Later this summer, Murray and Inslee are expected to decide whether to support dam removal. One of the Northwest RiverPartners’ campaign goals is to “dissuade” them from taking that position.

Utility officials who contributed to the campaign are concerned an attempt to gain congressional authorization to remove the dams could come before the November elections, according to a memorandum prepared for Benton PUD before the vote authorizing its $600,000 in donations.

The success of such an effort would appear to be a long shot.

But, Dunn said, “We are really concerned that this is getting legs, and this [campaign] spending is with an eye to the long term. It may be something we have to do going forward.”

A long-running fight

The Northwest RiverPartners campaign has been pitched to utilities as an effort to counteract public relations in support of dam breaching by the Idaho Conservation League, Earthjustice and other environmental groups. The campaign “team” includes Rick Desimone, a former chief of staff for Murray, and Global Strategy Group, a public relations firm that has often consulted for Democratic candidates as well as Amazon and some tech companies.

The campaign kicked off in May and has included television spots, print advertisements and social media.

One television ad declares “Climate change is here,” and notes the Lower Snake dams’ role in keeping power on during the 2021 Pacific Northwest heat wave. It then says, “The only way to replace dams would be by burning fossil fuels, making the impacts of climate change even worse.”

Yet there are proposals to phase out the four Lower Snake dams by adding more solar and wind and offer sources of power that don’t rely on the combustion of coal, natural gas or oil. The cost of such an effort, and how long that would take amid a broader transition away from fossil-fuel power generation, has been a topic of considerable study and has spurred debate.

The ads have drawn rebuttals from dam-removal advocates.

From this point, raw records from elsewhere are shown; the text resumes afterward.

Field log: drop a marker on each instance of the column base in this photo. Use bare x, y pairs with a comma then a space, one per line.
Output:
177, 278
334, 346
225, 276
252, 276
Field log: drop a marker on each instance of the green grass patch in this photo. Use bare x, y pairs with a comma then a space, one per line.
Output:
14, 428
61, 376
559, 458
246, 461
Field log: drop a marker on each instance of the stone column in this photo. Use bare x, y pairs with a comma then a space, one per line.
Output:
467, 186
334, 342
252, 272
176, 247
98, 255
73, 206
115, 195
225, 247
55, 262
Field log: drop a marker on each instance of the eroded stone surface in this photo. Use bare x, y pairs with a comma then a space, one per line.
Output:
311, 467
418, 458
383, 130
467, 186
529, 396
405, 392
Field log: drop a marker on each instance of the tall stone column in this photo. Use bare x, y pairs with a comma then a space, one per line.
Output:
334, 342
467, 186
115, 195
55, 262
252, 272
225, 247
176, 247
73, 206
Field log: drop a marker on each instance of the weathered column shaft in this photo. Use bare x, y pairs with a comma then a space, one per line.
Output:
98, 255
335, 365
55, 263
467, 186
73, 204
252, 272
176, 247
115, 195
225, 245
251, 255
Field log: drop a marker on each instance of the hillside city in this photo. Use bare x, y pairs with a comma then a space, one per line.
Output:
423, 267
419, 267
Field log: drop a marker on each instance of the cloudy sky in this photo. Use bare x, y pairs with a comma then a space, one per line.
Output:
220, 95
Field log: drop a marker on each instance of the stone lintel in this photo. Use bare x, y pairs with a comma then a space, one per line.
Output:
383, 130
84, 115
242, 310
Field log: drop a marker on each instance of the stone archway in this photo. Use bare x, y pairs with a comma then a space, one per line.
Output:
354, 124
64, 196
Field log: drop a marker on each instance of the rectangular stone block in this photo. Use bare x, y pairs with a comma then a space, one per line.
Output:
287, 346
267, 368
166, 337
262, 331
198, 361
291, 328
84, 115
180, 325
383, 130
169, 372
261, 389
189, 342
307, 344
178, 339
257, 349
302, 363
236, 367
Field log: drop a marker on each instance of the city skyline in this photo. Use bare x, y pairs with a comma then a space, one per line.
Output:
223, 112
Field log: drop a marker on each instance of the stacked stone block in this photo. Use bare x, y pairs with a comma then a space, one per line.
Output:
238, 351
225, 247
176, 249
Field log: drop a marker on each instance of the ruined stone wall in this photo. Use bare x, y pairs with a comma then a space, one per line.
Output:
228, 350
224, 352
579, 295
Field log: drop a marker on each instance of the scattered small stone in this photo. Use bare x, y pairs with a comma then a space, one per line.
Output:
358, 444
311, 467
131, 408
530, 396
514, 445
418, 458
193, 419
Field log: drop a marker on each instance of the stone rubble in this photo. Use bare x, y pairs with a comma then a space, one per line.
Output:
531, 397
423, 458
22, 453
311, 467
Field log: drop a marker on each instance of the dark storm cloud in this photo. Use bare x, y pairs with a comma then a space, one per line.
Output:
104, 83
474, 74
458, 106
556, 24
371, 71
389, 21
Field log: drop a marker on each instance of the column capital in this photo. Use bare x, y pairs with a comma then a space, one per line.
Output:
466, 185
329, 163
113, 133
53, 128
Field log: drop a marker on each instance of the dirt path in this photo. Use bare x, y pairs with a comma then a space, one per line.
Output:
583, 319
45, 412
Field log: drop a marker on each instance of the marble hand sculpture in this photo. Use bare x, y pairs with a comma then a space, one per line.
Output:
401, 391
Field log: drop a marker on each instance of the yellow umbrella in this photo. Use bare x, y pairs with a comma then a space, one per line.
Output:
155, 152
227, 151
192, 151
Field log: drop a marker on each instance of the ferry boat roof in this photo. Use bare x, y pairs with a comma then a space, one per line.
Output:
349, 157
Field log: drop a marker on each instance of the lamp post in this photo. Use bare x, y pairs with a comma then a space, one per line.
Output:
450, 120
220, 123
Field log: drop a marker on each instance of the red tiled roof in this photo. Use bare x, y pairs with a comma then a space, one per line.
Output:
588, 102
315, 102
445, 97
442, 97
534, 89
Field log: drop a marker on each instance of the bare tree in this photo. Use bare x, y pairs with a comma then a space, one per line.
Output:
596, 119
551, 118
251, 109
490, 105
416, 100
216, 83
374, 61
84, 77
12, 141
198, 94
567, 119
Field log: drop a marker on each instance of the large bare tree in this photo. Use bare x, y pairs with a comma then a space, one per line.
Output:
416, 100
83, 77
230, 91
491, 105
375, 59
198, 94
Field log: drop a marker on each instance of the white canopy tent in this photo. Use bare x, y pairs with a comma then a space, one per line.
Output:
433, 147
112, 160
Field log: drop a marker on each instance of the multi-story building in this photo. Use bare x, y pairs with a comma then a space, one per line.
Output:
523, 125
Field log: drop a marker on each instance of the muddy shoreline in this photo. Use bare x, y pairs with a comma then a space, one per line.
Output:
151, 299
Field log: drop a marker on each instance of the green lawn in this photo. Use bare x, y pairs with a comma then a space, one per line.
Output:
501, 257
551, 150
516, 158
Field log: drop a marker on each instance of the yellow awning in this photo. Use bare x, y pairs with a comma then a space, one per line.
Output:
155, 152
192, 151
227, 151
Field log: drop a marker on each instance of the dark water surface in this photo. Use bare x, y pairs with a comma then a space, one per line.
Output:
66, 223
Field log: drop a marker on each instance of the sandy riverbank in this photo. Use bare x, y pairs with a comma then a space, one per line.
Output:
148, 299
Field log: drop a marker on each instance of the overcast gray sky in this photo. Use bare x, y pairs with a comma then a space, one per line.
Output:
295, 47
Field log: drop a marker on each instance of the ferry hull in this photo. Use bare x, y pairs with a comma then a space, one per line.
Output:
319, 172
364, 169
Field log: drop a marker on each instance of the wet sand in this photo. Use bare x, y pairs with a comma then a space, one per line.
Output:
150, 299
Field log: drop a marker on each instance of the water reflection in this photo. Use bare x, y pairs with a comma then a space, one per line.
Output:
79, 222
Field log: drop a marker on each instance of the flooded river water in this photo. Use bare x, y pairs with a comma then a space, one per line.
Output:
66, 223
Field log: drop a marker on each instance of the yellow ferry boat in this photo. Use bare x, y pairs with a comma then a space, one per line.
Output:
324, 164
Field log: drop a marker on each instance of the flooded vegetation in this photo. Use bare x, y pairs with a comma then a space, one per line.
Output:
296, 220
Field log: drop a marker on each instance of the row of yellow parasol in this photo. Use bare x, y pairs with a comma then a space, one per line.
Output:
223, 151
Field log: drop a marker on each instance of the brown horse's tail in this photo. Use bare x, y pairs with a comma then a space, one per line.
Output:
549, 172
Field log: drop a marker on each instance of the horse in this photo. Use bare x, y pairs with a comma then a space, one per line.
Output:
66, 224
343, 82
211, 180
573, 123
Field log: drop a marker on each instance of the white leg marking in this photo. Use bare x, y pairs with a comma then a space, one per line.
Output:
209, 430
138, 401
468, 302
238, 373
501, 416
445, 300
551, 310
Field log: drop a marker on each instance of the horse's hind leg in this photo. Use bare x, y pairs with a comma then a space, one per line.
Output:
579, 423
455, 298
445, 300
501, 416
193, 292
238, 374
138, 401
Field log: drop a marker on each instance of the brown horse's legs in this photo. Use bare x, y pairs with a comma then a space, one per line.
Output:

“They are defending a status quo that has failed the fish, tribes and many communities,” said Joseph Bogaard of Save Our Wild Salmon, a coalition that includes the Sierra Club, Earthjustice, Natural Resources Defense Council, Idaho Conservation League and American Rivers. “The campaign is pushing fear, and we wish it would be different. We are interested in dialogue, but it has to be done in good faith.”

Billions have been spent on trying to restore threatened and endangered salmon runs in the Columbia Basin, and a massive effort made to supplement wild runs with hatchery fish.

Environmental groups, sport fishing industry representatives and tribes with treaty rights to salmon have been engaged in more than 20 years of federal court battles focused on the restoration effort and operations of the hydropower system. There is currently a pause in the litigation for out-of-court negotiations. And salmon advocates are hoping this increases the chance for congressional action this year, and have mustered their own public-relations campaigns.

A full-page ad published this month in The Seattle Times from the Salmon Orca Project, the Nez Perce tribe, Confederated Tribes of the Umatilla Indian Reservation and the Yakama Nation declared, “We can replace the services the dams provide and ensure no community gets left behind.”

On Saturday in Portland, a flotilla of kayaks, canoes, fishing boats and rafts participated in a “Rally for Salmon,” organized by conservationists, tribes and anglers, to demonstrate support for dam removal.

“If we do nothing while temperatures rise in our rivers, and the ocean becomes more hostile to our anadromous fish species, we will face extinctions for our fisheries, “said Jeremy Takala, Yakama Nation councilmember. He called this “cultural damage that we could never repair,” according to a statement from Columbia Riverkeeper, which helped organize the event.